Press Release

DBRS Updates Its Report On FortisAlberta Inc.

Utilities & Independent Power
June 28, 2012

DBRS has today updated its report on FortisAlberta Inc. (FortisAlberta or the Company). The credit profile of FortisAlberta has remained stable based on the latest financial results and regulatory development in Alberta. The Company’s rating reflects its low business risk, which stems from the regulated nature of its operations supported by a reasonable, albeit evolving, regulatory environment, favourable franchise area and its solid and stable financial profile.

The Company’s business risk profile is viewed as strong, as virtually all of its earnings are generated from the regulated electricity distribution business, which operates under a reasonable regulatory framework in Alberta (regulated by the Alberta Utilities Commission (the AUC)). The Company is allowed to earn a return on equity (ROE) of 8.75% on a deemed equity ratio of 41% and to recover prudently incurred capex in a timely manner. FortisAlberta has no exposure to power price risk, as the Company does not directly provide retail services to end users. Alberta is moving toward performance based regulation (PBR) in 2013 from the current cost-of-service system. The current rating is based on DBRS’s expectation that the change in the regulatory framework will not have a material impact on the credit profile of FortisAlberta.

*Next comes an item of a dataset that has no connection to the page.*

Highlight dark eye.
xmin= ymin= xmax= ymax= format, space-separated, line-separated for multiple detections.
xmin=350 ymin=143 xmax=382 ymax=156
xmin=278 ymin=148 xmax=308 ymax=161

FortisAlberta’s financial profile has been solid, supported by strong and growing earnings and cash flow, as well as reasonable debt leverage. The growth in earnings has benefited from a favourable franchise area, which has experienced robust growth over the past decade. The Company’s large customer base (approximately 500,000 customers) provides the Company with operating efficiency, further supporting its profitability under the current regulatory regime. FortisAlberta’s credit ratios for the last 12 months ended March 2012 (LTM 2012) remained stable and within DBRS’s A (low) rating category.

FortisAlberta continues to generate free cash flow deficits as a result of the ongoing large capital expenditure spending on the expansion of its distribution network to facilitate growth in its service area and the replacement and refurbishment of aging distribution infrastructure. The Company has financed its capital expenditures with a balanced mix of equity injection from its parent (Fortis Inc., rated A (low)) and debt issuances. As a result, FortisAlberta was able to maintain its balance sheet leverage in line with its current rating range. DBRS expects the parent to continue to inject equity to partially finance the Company’s future cash flow deficits.

Note:
The applicable methodology is Rating Companies in the North American Energy Utilities (Electric and Natural Gas) Industry, which can be found on our website under Methodologies.